In the previous example there wasn't a need to fetch the id field, it simply ordered the keys. But for this application since we want to make every series individually retrievable through an XMLHttpRequest in order to initialize a web page with the last full hour or day of samples it's convenient to figure out the last hour or day of ids and return that. So instead of range scanning via a key ordered by ids the application constructs the id(timestamp) key that would have been generated exactly 24 hours ago in the case of getting data over the last day.

With that id(timestamp) constructed the application scans through the database until it sees the last key matching that tag. Once it's done it can report those ids to the client as a JSON response body. The client can then use that list of ids to request all of the time series' values it's interested in. actix_web will handle each of these web requests and return the series value for that id also as a JSON response body.

If you're curious the timestamp is a Unix timestamp with nanosecond precision converted stored in a u128.

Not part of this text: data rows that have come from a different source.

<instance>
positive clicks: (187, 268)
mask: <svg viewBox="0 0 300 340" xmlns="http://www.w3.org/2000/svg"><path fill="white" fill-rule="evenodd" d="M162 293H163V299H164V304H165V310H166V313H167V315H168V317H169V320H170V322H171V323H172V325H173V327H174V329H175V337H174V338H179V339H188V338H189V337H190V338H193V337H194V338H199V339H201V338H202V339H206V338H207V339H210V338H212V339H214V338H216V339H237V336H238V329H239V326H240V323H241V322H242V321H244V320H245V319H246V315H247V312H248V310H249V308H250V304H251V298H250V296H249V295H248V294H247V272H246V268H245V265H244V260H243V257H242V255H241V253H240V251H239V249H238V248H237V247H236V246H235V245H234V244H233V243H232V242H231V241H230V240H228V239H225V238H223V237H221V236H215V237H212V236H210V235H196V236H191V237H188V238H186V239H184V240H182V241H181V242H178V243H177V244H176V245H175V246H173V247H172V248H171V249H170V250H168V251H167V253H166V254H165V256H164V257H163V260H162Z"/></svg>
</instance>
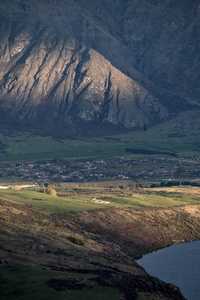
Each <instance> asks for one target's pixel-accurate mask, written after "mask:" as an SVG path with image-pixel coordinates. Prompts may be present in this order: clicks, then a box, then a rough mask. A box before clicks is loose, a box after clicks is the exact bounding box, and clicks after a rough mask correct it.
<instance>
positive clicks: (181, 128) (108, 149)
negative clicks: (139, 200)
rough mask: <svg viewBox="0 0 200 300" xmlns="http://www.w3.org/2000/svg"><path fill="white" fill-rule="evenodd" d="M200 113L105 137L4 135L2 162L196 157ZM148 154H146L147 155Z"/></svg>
mask: <svg viewBox="0 0 200 300" xmlns="http://www.w3.org/2000/svg"><path fill="white" fill-rule="evenodd" d="M199 116H200V112H199V111H192V112H187V113H182V114H181V115H180V116H178V117H176V118H175V119H172V120H169V121H168V122H164V123H161V124H159V125H157V126H154V127H151V128H147V130H146V131H144V130H137V131H132V132H129V133H125V134H118V135H113V136H105V137H100V138H99V137H83V138H79V137H71V138H62V137H59V138H58V137H55V138H53V137H50V136H44V135H36V134H31V133H28V132H14V131H12V132H10V131H2V132H1V133H0V142H1V144H0V146H1V147H0V161H21V160H22V161H31V160H32V161H33V160H39V159H49V158H67V159H77V158H86V157H90V158H99V157H101V158H106V157H114V156H123V155H133V154H131V153H127V152H125V149H126V148H129V149H130V148H131V149H134V150H135V151H136V153H135V154H134V156H136V157H137V156H139V157H140V156H144V154H143V153H142V152H144V151H147V153H148V151H150V153H151V155H152V154H153V155H155V156H156V155H162V156H163V155H168V156H173V155H177V156H179V157H180V156H188V155H190V156H192V155H198V154H199V152H200V122H199V120H200V118H199ZM145 155H146V154H145Z"/></svg>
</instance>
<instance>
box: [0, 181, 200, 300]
mask: <svg viewBox="0 0 200 300" xmlns="http://www.w3.org/2000/svg"><path fill="white" fill-rule="evenodd" d="M55 189H56V191H57V196H51V195H46V194H44V193H42V192H41V190H40V189H39V190H37V189H34V190H11V189H10V190H0V236H1V243H0V261H1V263H2V262H4V261H5V260H6V261H8V264H7V265H5V266H4V267H2V268H1V269H0V290H1V296H2V297H3V299H5V300H14V299H19V300H25V299H30V300H32V299H40V300H47V299H52V300H57V299H58V300H64V299H66V300H90V299H91V300H92V299H100V300H119V299H120V295H121V293H122V289H123V288H124V284H125V282H126V281H127V277H126V276H128V277H129V276H130V274H132V275H134V276H135V275H137V276H139V278H140V276H145V280H146V275H144V273H143V270H141V269H140V268H138V266H137V265H136V263H135V262H134V261H133V258H132V256H133V257H134V255H137V256H138V253H141V251H144V250H141V249H139V250H138V249H137V245H139V247H140V242H139V243H137V244H136V245H135V244H132V242H131V241H132V240H133V241H134V240H135V239H136V240H138V238H139V236H140V234H141V242H143V239H142V238H144V237H145V238H144V245H145V246H144V247H149V246H148V244H146V242H147V241H146V237H149V238H150V237H151V238H150V241H149V243H150V245H151V247H153V249H154V247H156V249H157V247H162V245H163V246H166V245H168V243H172V240H177V239H178V238H179V235H180V234H183V233H184V234H185V236H186V237H187V239H190V238H191V237H194V238H198V234H197V229H198V228H199V225H198V224H200V223H199V220H198V219H196V220H193V218H192V214H196V212H197V211H198V209H197V208H196V207H197V206H198V205H196V204H199V203H200V196H199V194H198V193H199V190H198V188H192V187H189V188H188V193H187V188H183V187H181V188H178V187H176V188H175V187H174V188H166V187H162V189H160V188H137V187H132V188H130V187H129V188H127V184H125V185H124V186H123V188H122V187H121V188H119V187H113V188H111V187H110V186H109V187H102V186H101V187H99V186H98V185H97V186H93V187H91V186H90V187H86V186H81V187H67V186H62V187H59V186H58V187H57V188H56V187H55ZM94 199H99V200H101V201H102V203H94V202H92V201H94ZM103 201H107V202H110V203H108V204H105V203H104V202H103ZM185 205H190V209H189V208H188V212H190V213H191V217H190V218H188V219H186V218H185V216H186V213H185V211H186V210H185V209H184V208H183V211H182V213H180V217H179V218H178V219H177V224H176V226H175V225H174V223H173V220H172V219H173V218H172V219H171V220H170V222H171V223H172V224H171V225H170V223H168V219H167V218H168V217H167V215H168V211H169V216H171V214H173V209H174V210H175V212H174V215H177V211H179V206H181V207H184V206H185ZM162 209H163V211H164V213H162ZM158 211H159V212H160V213H158ZM180 211H181V210H180ZM130 212H132V213H130ZM181 214H182V215H181ZM132 217H133V218H132ZM154 218H156V224H155V223H154ZM165 218H166V219H165ZM120 222H122V223H120ZM145 222H146V224H145ZM174 222H176V220H174ZM165 224H167V225H165ZM143 225H144V227H143ZM159 226H163V227H162V228H161V229H159ZM166 226H167V227H166ZM168 226H169V227H168ZM183 226H185V227H184V228H185V229H183ZM176 227H177V228H176ZM170 230H171V232H170ZM147 231H148V232H147ZM198 232H199V231H198ZM135 234H136V236H134V235H135ZM132 235H133V237H132ZM159 235H161V238H158V240H157V243H158V245H159V246H156V245H154V243H153V244H151V239H153V240H154V239H156V238H157V237H159ZM74 236H75V237H76V238H78V239H80V240H81V241H83V242H84V243H82V244H78V243H76V239H75V242H73V238H72V239H70V237H74ZM183 238H184V237H180V239H181V240H182V239H183ZM127 247H128V248H127ZM134 247H136V249H135V248H134ZM144 249H146V248H144ZM126 251H128V253H129V254H128V255H127V252H126ZM138 251H139V252H138ZM145 251H146V250H145ZM131 253H132V254H131ZM106 272H108V274H112V276H113V277H112V276H111V278H113V279H112V280H113V281H111V282H110V286H107V285H106V286H105V285H104V284H101V282H102V281H103V280H104V276H105V275H106V274H107V273H106ZM119 274H120V278H124V279H123V280H124V281H123V283H122V284H121V286H120V288H119V287H118V284H120V282H117V280H118V278H119ZM127 274H128V275H127ZM59 276H61V277H67V276H72V277H76V278H78V280H84V279H86V282H87V285H86V287H84V289H83V290H79V289H76V290H73V289H68V288H67V289H66V290H63V291H57V290H55V289H54V288H52V287H49V286H47V285H46V283H47V281H49V280H51V279H53V278H58V277H59ZM137 276H136V277H137ZM136 277H134V278H136ZM95 278H99V279H100V282H99V281H95ZM108 278H110V277H108ZM145 280H143V281H142V282H145ZM61 281H62V279H61ZM116 282H117V283H116ZM133 286H134V285H133ZM119 289H120V290H119ZM159 295H160V296H158V294H157V293H156V291H155V293H154V292H153V291H151V292H148V291H147V290H145V291H144V292H142V291H141V292H139V293H138V298H137V300H147V299H152V300H153V299H156V300H163V299H170V298H167V297H164V296H162V294H159ZM163 295H164V294H163Z"/></svg>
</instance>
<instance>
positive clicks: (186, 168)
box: [0, 156, 200, 184]
mask: <svg viewBox="0 0 200 300" xmlns="http://www.w3.org/2000/svg"><path fill="white" fill-rule="evenodd" d="M0 177H4V178H6V177H7V178H8V177H9V178H14V179H20V180H21V181H27V182H35V183H37V184H41V183H45V182H87V181H98V180H101V181H105V180H126V179H139V180H142V179H152V178H160V179H161V178H166V177H170V178H171V177H174V178H179V177H182V178H186V177H187V178H198V177H200V156H198V157H194V158H191V157H184V158H164V157H160V158H157V157H156V158H153V157H152V156H151V157H150V156H149V157H146V158H133V157H128V156H127V157H120V158H112V159H109V158H107V159H93V160H74V161H68V160H64V159H52V160H45V161H37V162H31V163H28V162H17V163H16V162H6V163H0ZM0 180H1V178H0Z"/></svg>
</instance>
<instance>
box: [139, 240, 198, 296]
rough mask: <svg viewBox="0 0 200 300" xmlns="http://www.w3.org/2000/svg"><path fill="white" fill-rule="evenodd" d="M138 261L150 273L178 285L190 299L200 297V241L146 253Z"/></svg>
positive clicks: (179, 287)
mask: <svg viewBox="0 0 200 300" xmlns="http://www.w3.org/2000/svg"><path fill="white" fill-rule="evenodd" d="M137 263H138V264H139V265H140V266H142V267H143V268H144V269H145V270H146V272H147V273H149V274H150V275H152V276H155V277H158V278H160V279H161V280H163V281H165V282H168V283H173V284H174V285H176V286H178V287H179V288H180V290H181V292H182V294H183V295H184V296H185V297H186V298H187V299H188V300H199V299H200V241H195V242H189V243H181V244H176V245H173V246H170V247H167V248H164V249H161V250H158V251H156V252H153V253H149V254H146V255H144V256H143V257H142V258H141V259H139V260H137Z"/></svg>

Updating the Client on New Data

But there's one aspect I left out. What if I left the page open over the whole period the page reported data for? So if I opened the page that reported the last hour but left it for an additional hour that data will be stale.

To address this (and so that I don't have to constantly reload the page to see that the CO₂ concentration has risen a little bit over the last 20 minutes) every time an acquisition is performed each sample is sent out to the web client via WebSocket. How Actix Web and base Actix with its actor model help us do that is a bit out-of-scope for this discussion and how the web client does so is well out-of-scope.